Gov. Jim Doyle has included language in his 2007-09 budget that would increase this minimum benefit. Similar legislation has repeatedly been introduced and defeated over the last two decades. At the federal level, both the House and Senate have introduced parity legislation, but President Bush has vowed to veto any mandated increases in mental health coverage. The federal parity hasn't changed since 1998.
And the Medicaid reimbursement is 24 cents of each dollar billed. "That's just the rates," says Gore, adding that last year the hospital lost $730,000 in unreimbursed Medicaid charges. An additional $273,000 was written off in charity care. Parents can have their bills reviewed by a non-compensation committee, which can write off or make adjustments to a patient's bill.
"You have to make a profit to build the kind of facility we built," says Gore. "If you want the best clinical staff, you have to pay the best wages. If you want equipment, you need to spend money on equipment. Yet you don't want to discharge somebody and send them home with a $30,000 bill."
The summer months are the hospital's slowest. But the start of the school year often brings a spike in admissions.
"That's when things really fire up," says Gore. "It's an interesting phenomenon that when school starts, we shoot right up to 16 to 18 patients."
Billy hasn't made another attempt on his life since last October, and though she worries about the pressures that come with a new school year, Joan is optimistic. "We're so far ahead of where we were a year ago this time," she says. "It's not one day at a time anymore, when my job was to keep him alive; he's doing great."

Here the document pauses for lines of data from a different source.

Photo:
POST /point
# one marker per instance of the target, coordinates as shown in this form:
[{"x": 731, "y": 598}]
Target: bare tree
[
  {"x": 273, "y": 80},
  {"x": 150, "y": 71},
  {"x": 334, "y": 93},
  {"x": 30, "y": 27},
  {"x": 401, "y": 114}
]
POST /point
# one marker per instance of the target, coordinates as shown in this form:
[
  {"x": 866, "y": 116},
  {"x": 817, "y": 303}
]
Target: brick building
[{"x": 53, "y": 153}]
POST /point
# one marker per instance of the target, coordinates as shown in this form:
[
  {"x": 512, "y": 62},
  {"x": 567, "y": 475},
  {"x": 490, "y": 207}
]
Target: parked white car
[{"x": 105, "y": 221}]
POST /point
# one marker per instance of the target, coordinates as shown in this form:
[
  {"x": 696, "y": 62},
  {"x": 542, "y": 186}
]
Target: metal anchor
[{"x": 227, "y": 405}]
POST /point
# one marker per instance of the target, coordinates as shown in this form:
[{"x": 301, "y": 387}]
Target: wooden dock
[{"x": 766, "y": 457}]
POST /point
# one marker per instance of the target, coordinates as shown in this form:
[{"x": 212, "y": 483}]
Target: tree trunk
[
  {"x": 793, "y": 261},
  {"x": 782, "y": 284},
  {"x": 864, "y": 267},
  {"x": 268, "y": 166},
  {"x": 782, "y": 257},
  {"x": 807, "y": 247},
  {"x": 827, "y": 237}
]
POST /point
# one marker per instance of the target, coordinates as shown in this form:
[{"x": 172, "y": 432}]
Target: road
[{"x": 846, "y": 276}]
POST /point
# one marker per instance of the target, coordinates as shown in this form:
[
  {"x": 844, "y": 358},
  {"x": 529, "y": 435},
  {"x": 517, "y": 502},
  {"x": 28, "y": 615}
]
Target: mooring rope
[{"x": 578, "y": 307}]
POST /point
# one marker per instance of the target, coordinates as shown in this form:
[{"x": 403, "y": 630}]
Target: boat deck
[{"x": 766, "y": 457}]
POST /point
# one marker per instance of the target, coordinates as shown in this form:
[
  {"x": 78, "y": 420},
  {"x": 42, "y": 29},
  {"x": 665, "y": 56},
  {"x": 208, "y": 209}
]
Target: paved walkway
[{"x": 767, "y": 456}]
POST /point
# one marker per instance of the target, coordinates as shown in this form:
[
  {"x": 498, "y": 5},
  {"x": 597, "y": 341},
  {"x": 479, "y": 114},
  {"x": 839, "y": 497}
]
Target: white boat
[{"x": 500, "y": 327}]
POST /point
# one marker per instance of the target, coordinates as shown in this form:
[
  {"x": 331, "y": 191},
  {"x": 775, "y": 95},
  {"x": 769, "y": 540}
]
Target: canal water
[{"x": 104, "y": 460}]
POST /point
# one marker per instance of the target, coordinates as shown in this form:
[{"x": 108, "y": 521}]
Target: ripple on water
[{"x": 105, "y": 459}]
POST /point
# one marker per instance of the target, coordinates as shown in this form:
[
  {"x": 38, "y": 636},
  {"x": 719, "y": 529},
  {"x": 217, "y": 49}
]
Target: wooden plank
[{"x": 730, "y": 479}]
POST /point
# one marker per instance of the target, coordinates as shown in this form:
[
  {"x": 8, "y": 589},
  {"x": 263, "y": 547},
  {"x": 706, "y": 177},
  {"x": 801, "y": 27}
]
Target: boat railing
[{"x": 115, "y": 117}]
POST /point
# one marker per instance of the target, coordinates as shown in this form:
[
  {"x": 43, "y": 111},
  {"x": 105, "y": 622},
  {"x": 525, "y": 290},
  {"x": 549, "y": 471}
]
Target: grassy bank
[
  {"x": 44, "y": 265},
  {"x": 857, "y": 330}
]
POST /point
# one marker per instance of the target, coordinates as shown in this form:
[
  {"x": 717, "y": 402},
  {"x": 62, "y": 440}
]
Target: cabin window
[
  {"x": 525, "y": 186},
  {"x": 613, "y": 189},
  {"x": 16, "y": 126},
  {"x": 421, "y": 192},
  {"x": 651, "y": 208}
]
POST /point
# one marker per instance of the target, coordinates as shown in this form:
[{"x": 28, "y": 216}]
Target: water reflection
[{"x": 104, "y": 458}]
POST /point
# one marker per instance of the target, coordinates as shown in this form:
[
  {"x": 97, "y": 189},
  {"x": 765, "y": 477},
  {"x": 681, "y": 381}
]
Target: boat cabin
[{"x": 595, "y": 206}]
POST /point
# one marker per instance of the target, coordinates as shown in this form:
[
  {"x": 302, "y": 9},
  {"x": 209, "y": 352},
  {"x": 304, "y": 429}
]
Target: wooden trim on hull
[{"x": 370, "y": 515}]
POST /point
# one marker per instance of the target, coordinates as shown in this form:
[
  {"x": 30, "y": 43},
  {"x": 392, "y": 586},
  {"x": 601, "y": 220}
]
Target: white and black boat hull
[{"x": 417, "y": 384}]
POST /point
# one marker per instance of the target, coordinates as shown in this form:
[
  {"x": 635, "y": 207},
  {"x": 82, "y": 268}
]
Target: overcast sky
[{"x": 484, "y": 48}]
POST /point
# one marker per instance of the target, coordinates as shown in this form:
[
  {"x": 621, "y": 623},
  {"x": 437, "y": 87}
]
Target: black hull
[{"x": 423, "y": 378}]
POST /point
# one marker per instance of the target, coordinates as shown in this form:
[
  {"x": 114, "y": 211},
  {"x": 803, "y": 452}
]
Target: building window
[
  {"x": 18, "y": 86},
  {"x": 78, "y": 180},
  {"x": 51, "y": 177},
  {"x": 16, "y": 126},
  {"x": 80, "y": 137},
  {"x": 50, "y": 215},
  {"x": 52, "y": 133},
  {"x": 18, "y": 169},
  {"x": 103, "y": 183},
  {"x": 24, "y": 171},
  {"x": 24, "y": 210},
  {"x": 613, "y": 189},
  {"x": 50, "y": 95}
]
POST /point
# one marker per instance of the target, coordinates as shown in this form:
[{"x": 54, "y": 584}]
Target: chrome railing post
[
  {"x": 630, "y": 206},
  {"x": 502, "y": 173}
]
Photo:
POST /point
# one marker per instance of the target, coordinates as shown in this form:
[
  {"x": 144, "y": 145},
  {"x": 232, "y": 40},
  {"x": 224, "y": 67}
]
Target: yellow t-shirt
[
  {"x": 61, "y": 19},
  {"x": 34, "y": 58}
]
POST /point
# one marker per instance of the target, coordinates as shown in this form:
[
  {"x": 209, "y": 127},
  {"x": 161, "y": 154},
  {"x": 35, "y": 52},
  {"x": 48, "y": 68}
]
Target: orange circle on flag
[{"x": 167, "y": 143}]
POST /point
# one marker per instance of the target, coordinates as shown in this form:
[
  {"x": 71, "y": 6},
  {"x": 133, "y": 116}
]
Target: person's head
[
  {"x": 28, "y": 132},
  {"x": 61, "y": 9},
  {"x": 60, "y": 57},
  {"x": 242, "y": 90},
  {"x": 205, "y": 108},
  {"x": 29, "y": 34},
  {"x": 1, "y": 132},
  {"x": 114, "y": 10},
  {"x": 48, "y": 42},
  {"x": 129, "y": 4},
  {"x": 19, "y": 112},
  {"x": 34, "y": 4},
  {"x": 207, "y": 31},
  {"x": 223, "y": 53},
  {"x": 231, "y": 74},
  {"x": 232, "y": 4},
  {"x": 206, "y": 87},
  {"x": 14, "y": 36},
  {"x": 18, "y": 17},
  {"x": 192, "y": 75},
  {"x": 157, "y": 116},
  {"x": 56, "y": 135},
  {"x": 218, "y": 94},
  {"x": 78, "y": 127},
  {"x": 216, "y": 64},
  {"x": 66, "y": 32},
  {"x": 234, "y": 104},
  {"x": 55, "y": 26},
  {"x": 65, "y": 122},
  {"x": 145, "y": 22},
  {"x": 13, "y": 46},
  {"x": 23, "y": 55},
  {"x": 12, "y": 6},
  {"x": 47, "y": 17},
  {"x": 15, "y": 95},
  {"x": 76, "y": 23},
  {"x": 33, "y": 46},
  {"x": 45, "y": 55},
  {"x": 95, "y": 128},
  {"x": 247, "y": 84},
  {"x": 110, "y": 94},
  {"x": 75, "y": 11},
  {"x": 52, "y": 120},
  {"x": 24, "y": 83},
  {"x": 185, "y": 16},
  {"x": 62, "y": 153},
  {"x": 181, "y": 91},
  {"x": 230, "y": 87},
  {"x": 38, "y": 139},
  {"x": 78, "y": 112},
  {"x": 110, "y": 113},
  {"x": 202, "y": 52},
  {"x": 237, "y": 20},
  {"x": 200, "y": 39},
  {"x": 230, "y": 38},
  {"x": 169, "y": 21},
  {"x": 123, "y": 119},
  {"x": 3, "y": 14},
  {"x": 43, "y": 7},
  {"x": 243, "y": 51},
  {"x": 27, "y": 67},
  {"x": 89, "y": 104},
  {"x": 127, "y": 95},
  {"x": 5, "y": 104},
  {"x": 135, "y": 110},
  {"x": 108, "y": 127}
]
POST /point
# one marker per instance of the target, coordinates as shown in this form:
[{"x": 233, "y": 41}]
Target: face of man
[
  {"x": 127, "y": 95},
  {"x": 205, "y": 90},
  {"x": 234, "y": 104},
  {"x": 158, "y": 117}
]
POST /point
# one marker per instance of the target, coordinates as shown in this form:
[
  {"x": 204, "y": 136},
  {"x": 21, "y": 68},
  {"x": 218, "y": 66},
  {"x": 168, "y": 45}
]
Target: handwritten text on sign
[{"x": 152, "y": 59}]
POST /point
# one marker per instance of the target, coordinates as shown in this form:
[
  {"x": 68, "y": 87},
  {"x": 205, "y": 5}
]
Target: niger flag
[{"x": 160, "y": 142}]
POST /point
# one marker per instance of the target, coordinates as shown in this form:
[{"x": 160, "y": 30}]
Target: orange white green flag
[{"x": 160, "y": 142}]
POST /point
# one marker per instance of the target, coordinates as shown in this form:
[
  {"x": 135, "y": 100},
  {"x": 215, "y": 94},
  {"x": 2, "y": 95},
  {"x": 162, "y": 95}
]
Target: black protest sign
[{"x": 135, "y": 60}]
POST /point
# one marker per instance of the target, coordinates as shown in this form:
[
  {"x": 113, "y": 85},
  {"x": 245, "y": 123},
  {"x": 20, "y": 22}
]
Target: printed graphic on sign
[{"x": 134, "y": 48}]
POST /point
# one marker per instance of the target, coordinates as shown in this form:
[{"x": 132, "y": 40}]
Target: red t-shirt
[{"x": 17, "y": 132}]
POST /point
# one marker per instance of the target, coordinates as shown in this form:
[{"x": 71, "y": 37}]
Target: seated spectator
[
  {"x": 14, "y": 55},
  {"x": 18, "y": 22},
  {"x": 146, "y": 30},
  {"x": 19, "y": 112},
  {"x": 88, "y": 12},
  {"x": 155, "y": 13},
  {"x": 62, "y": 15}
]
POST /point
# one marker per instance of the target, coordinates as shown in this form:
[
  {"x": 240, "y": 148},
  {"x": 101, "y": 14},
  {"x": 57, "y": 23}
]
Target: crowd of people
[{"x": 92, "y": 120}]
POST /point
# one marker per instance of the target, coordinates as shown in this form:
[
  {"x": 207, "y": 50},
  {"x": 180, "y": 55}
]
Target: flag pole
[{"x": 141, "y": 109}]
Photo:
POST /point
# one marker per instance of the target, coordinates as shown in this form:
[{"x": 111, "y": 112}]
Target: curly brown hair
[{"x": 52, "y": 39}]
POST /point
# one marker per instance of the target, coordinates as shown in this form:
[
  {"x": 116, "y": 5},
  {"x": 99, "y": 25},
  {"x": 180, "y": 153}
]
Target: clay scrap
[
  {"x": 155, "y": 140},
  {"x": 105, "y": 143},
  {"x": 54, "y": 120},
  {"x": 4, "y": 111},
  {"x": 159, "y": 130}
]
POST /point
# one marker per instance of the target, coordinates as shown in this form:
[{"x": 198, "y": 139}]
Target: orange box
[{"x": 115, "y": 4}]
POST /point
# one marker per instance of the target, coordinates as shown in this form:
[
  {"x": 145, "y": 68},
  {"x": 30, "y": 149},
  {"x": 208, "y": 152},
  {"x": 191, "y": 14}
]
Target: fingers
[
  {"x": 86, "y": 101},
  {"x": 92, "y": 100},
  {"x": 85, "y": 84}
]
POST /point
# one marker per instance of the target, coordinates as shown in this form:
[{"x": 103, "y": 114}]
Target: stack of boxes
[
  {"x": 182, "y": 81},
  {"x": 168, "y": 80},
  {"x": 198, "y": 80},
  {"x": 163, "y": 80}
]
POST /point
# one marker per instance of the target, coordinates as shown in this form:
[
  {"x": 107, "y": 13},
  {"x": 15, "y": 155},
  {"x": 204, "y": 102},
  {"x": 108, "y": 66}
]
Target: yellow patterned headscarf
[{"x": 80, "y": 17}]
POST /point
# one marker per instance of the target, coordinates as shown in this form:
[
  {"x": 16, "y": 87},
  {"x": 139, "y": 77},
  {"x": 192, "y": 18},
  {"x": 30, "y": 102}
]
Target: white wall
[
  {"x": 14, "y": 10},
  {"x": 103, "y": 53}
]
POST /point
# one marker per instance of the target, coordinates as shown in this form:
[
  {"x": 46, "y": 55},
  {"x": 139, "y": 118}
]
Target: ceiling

Two years have passed since Josh, now 15, was last hospitalized. Following his last stay at Meriter, he was admitted to a special school for autistic children in Oconomowoc, where he spent 10 months before returning home last winter.
"We had tried to do this about five years prior, but the county denied us, saying that we hadn't tried all of the resources," says Marie. "But my husband and I are tireless advocates for our son. So, we kept at it."
A seamless transition from inpatient to outpatient is considered a successful discharge. But many staff express that the worst part of their job is discharging a kid back into a situation where there is a low chance of success. It can, at times, seem hopeless.
"But then you get a little nugget of success," says Holmquist. "You really need to rely on colleagues for decompression, because this is tough work. Most days you're not going to go home with a success story."